I was 6 years old when I took afternoon judo classes at the Montecito YMCA. Twice a week I’d walk down the hill from Montecito Union, put on my gi, and spend a couple of hours being flipped over the shoulder of my Judo teacher, Mr. Ota.

With a careful grip, Mr. Ota would pick us up, swing us over his shoulder, and guide us to the mat. Mr. Ota taught us to land in the middle of our backs, where we could best absorb the impact of the fall.
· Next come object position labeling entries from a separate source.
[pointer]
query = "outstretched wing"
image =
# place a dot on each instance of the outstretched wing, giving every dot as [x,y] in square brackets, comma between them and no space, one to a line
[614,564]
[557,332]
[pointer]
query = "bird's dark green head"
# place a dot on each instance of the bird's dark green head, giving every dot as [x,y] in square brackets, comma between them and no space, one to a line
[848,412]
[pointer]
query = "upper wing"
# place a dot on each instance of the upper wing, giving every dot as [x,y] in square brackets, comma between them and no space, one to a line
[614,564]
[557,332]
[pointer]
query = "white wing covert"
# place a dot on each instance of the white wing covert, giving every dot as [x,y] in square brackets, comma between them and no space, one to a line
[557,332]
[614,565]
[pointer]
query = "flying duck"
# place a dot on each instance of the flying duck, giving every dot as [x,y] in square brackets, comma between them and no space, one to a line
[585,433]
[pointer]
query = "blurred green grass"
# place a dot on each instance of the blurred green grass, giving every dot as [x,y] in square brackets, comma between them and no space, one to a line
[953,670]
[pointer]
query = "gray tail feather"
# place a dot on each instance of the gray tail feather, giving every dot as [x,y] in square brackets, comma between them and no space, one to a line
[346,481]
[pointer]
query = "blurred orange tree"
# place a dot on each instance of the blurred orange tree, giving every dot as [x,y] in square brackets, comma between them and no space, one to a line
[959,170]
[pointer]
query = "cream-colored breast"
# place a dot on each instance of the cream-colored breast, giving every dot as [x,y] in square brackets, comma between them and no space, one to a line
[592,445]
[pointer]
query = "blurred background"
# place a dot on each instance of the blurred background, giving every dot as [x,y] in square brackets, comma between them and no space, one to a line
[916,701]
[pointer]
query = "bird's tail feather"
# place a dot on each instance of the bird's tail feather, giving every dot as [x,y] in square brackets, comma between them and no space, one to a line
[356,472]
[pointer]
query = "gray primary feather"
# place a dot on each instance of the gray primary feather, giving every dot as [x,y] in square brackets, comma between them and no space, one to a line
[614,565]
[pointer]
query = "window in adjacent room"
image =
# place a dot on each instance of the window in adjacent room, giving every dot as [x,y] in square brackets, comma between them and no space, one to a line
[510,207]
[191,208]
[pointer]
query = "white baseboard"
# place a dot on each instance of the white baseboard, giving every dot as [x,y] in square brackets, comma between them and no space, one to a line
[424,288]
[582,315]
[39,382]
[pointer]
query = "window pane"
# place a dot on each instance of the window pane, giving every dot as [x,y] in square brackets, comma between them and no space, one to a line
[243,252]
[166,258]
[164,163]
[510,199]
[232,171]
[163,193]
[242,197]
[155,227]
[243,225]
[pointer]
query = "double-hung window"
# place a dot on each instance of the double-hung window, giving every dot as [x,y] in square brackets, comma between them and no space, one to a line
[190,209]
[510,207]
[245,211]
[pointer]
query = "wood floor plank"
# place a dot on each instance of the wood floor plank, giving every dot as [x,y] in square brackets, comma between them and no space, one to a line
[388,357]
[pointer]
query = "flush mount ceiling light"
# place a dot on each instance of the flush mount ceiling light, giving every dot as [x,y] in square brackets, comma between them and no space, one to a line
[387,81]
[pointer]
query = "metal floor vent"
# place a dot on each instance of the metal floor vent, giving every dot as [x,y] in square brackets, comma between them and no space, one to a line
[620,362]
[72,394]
I’m 51 now. I’ve lived an active life. I’ve taken a lot of falls. But last year, I took a fall that eclipsed all others, and for which I owe Mr. Ota my life. I live in Colorado, and while skiing on the season’s first powder day, I hit a tree root, was ejected from my skis, and flew 80 feet before I hit a tree. As I hurled through space, I rolled, relaxed, and positioned my body to take the fall in the middle of my back. I broke parts of my vertebrae, ripped apart ligaments, and bruised my spleen. But I walked away.

Mr. Ota taught his students to absorb the physical act of the fall. He also taught us to take on the psychic act, to fall with dignity. And to always get up. Mr. Ota isn’t alive to read this, but to his descendants, I wish to communicate my gratitude to the man who gave us his afternoons and who taught us how to fall.